In effetti i fumi che escono dai camini degli inceneritori possono
contenere centinaia di composti diversi, in forma solida (le polveri fini
respirabili, di diametro inferiore a 2 micron, ritenute responsabili di
malattie all'apparato respiratorio) e gassosa. I composti più critici sono
il cloruro e il fluoruro di idrogeno, il biossido di zolfo, il monossido e
biossido di azoto e le famigerate diossine, indiziate di svolgere un ruolo
nella cancerogenesi umana. La natura e il volume di questi effluenti
variano in funzione di molti fattori, ma principalmente delle
caratteristiche dei rifiuti in entrata, delle peculiarità tecniche
dell'impianto e dei sistemi di trattamento dei fumi. Il quadro normativo in
vigore offre adeguate garanzie. In particolare, il DPR 503/97, che
recepisce due direttive comunitarie specifiche sulla prevenzione
dell'inquinamento atmosferico causato dagli inceneritori di rifiuti urbani
e di rifiuti non pericolosi, ha introdotto limiti molto restrittivi sulla
concentrazione dei principali inquinanti nelle emissioni. Anche una recente
direttiva europea (2000/76/CE) ha definito regole molto rigorose per
l'incenerimento dei rifiuti, l'adozione di particolari condizioni di
esercizio (per esempio, una temperatura minima di combustione) e requisiti
tecnici per gli impianti di incenerimento. 

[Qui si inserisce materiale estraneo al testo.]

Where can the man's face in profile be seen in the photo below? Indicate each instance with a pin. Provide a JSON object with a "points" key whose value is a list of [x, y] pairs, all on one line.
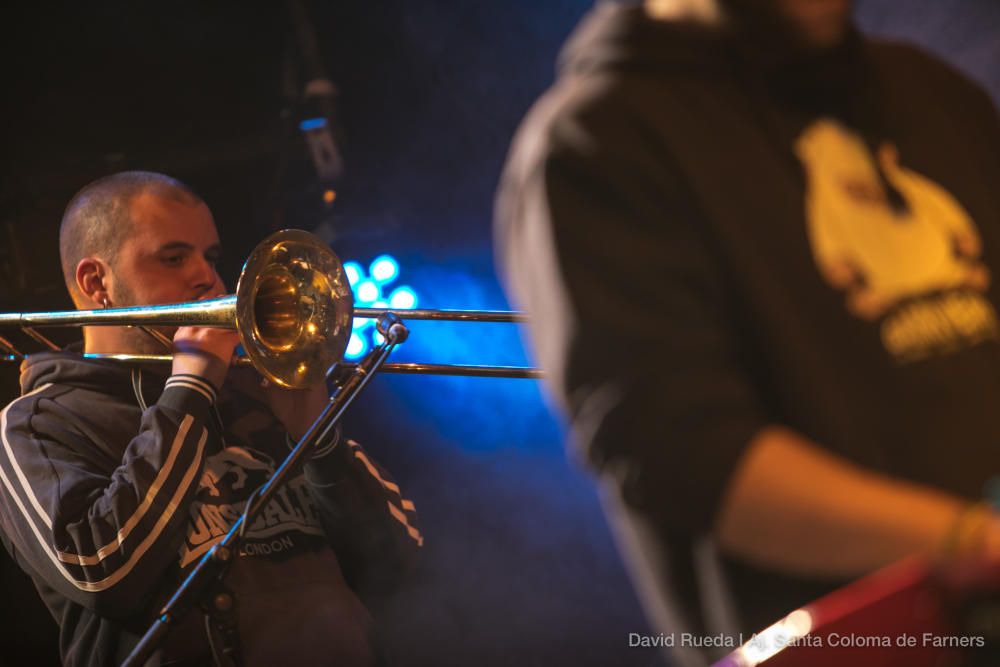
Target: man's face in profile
{"points": [[169, 255]]}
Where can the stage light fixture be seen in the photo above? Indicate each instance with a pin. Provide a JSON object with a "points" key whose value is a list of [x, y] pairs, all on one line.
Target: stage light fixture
{"points": [[384, 268]]}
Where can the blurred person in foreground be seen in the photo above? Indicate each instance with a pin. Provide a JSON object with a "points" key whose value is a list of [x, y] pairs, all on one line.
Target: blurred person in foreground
{"points": [[758, 249], [117, 479]]}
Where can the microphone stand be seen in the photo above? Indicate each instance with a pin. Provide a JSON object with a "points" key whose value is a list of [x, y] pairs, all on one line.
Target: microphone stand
{"points": [[213, 565]]}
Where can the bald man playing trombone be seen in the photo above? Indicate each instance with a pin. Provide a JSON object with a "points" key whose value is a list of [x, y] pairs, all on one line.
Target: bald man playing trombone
{"points": [[117, 478]]}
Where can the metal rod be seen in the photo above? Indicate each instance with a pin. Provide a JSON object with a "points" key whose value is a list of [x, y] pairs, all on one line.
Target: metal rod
{"points": [[165, 342], [447, 315], [513, 372], [12, 352], [219, 313], [39, 338]]}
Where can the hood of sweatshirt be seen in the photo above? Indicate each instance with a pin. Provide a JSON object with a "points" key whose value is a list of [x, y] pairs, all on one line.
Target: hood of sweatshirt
{"points": [[73, 369]]}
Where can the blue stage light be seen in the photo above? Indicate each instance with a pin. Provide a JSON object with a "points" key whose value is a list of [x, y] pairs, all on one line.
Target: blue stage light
{"points": [[403, 298], [353, 271], [367, 291], [356, 346], [384, 268], [312, 124]]}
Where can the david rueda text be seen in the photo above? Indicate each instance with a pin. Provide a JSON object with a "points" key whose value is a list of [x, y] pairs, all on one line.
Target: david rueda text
{"points": [[684, 639], [778, 641]]}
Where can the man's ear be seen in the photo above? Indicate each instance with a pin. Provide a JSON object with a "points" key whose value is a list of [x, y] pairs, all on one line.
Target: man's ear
{"points": [[91, 281]]}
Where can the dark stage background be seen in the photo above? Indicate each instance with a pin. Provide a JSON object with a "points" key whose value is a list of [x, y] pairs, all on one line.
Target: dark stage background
{"points": [[519, 567]]}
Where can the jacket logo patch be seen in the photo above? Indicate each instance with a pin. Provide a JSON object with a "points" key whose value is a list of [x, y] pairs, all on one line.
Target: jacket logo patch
{"points": [[229, 477], [918, 272]]}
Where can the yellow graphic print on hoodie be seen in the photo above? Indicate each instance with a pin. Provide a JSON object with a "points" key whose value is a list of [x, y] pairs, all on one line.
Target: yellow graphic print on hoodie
{"points": [[917, 268]]}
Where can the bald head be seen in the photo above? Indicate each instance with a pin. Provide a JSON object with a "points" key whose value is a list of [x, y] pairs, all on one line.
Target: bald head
{"points": [[98, 219]]}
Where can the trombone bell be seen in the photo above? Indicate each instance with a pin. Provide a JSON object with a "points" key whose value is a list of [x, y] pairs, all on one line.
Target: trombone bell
{"points": [[294, 308]]}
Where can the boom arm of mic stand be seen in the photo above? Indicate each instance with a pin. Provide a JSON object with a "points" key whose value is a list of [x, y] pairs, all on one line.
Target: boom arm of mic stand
{"points": [[213, 564]]}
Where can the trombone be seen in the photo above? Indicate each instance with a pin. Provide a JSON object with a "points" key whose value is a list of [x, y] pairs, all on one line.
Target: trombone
{"points": [[293, 310]]}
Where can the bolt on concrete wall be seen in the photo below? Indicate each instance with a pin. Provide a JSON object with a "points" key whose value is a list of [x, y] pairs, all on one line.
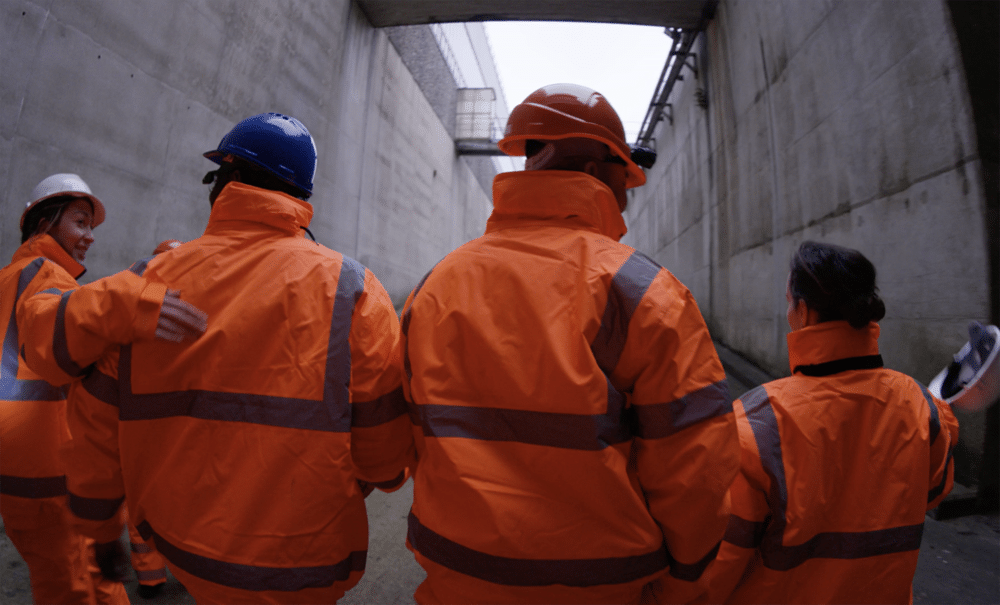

In Italia, per via del DPR 503/97, una larga percentuale degli inceneritori
ha dovuto adottare interventi di ristrutturazione per adeguarsi alla
normativa vigente; altri hanno potuto continuare a funzionare grazie alla
concessione di proroghe; altri ancora sono stati costretti alla chiusura
definitiva. Infatti, il rispetto dei limiti delle concentrazioni di alcuni
tra i più critici inquinanti indicati dalla legge - che per la diossina è
di 0,1 nanogrammi (ng, pari a un miliardesimo di grammo) per metro cubo - e
l'obbligo stabilito per i nuovi impianti di recuperare l'energia contenuta
nei rifiuti, significano un aumento di circa il 50% dei costi
d'installazione, gestione e manutenzione degli impianti. Con queste
premesse, solo i grandi impianti dotati delle migliori tecnologie
disponibili per il processo di combustione e per l'abbattimento delle
polveri e degli inquinanti nei fumi (filtri, dispositivi di lavaggio dei
fumi) potranno essere in regola con i requisiti richiesti. Altro elemento
da considerare è la strategia europea di "gestione integrata" dei rifiuti,
che si attua attraverso la prevenzione alla loro produzione, il recupero
(in primis la materia - vetro, plastica, carta e cartone, metalli - e
quindi dell'energia contenuta nel rifiuto) e in ultimo lo smaltimento in
discarica. In Italia, il decreto legislativo 22/97 - noto come Decreto
Ronchi - (http://www.minambiente.it/Main.asp?Pag=Pubblicazioni/InfoMa
in.htm), che dà corso a tale politica, stabilisce che il nostro paese dovrà
essere in grado di sottoporre a raccolta differenziata almeno il 25% dei
rifiuti entro la fine del 2001 e almeno il 35% entro il 2003. Ne risulta
che solo una frazione secca, «termovalorizzabile», dei rifiuti urbani
prodotti viene avviata all'incenerimento, con meno plastiche (quelle
clorurate sono le maggiori indiziate nel processo di formazione di diossine
e furani), e materiali recuperabili, con un contenuto energetico doppio
rispetto a quello che deriva da una raccolta non differenziata (il che
rende tecnologicamente inadeguati i forni dei vecchi inceneritori,
dimensionati per ricevere rifiuti urbani tal quali). Il decreto prevede
anche un recupero delle scorie derivanti dall'incenerimento: «Tuttoscienze»
n. 939 ha riferito di interessanti esperienze già avviate in Italia.